Billing is even more complex in nations where each hospital must bargain over payment rates with multiple payers, whose documentation requirements and billing procedures often vary, as is the case in the United States and the Netherlands.
Differences in how hospitals obtain capital funds also appear to affect administrative costs. The combination of direct government grants for capital with separate global operating budgets—as in Scotland and Canada—was associated with the lowest administrative costs. (Wales has recently transitioned to such a system, reversing previous market reforms.) Hospitals in France and Germany, where direct government grants account for a substantial share of hospital capital funding, have relatively low administrative costs despite per patient, DRG-based billing.
Administration is costliest in nations where surpluses from day-to-day operations are the main source of hospital capital funds: the United States and, increasingly, the Netherlands and England. In such health care systems, the need to accumulate capital funds for modernization and expansion stimulates administrators to undertake the additional work that is needed to identify and pursue profit opportunities.
Bureaucracy consumes one-quarter of US hospitals’ budgets, twice as much as in other nations: Health Affairs study
PNHP Press Release, September 8, 2014
A study of hospital administrative costs in eight nations published today in the September issue of Health Affairs finds that hospital bureaucracy consumed 25.3 percent of hospital budgets in the U.S. in 2011, far more than in other nations.
Administrative costs were lowest (about 12 percent) in Scotland and Canada, whose single-payer systems fund hospitals through global, lump-sum budgets, much as a fire department is funded in the U.S.

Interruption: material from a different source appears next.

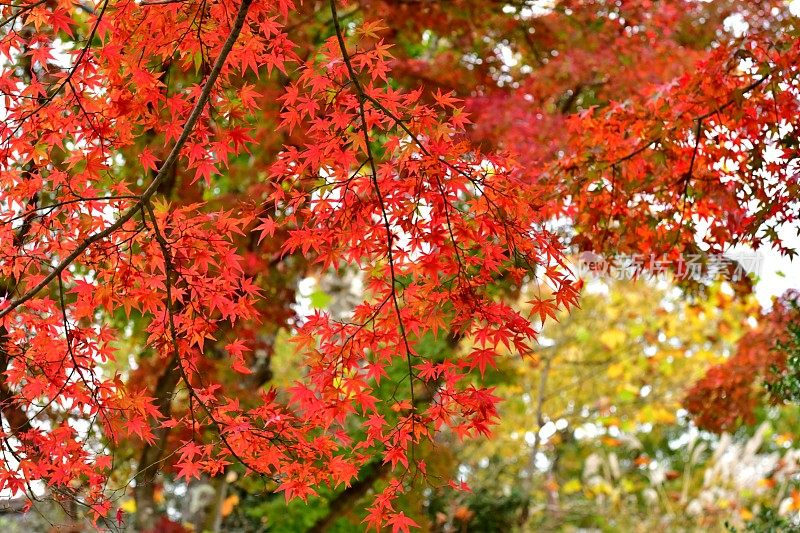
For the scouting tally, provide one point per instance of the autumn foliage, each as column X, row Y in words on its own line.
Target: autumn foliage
column 169, row 170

The article attributes the high administrative costs in the U.S. to two factors: (1) the complexity of billing a multiplicity of insurers with varying payment rates, rules and documentation requirements; and (2) the entrepreneurial imperative for hospitals to amass profits (or, for nonprofit hospitals, surpluses) in order to fund the modernization and upgrades essential to survival.
“We’re squandering $150 billion each year on hospital bureaucracy,” said lead author Dr. David Himmelstein, a professor at the CUNY/Hunter College School of Public Health and lecturer at Harvard Medical School. “And $300 billion more is wasted each year on insurance companies’ overhead and the paperwork they inflict on doctors.”
He added: “Only a single-payer reform can squeeze out the bureaucratic waste and use the money to give patients the care they need. Instead, we’re layering on more bureaucracy in insurance exchanges and ‘accountable care organizations.’”
By Don McCanne, MD
This international comparison of hospital administrative costs further documents the profound administrative waste that characterizes U.S. health care financing. This study is particularly important because it clarifies the two major factors resulting in this waste: 1) the administrative complexity of interacting with a multitude of insurers, and 2) “the entrepreneurial imperative for hospitals to amass profits or surpluses” in a system with market-driven pricing.
Although all other nations waste less than we do on administration, they do so in varying degrees. Thus we can learn lessons from them, especially the two lessons above. Extrapolating from this Health Affairs article, the solution for hospital financing is obvious: switch to single payer and use global budgets for hospitals and separate budgeting for capital improvements. But don’t stop there. Apply single payer principles to the financing of our entire health care delivery system. That would free up perhaps $400 billion or more that could be used to ensure appropriate health care for everyone.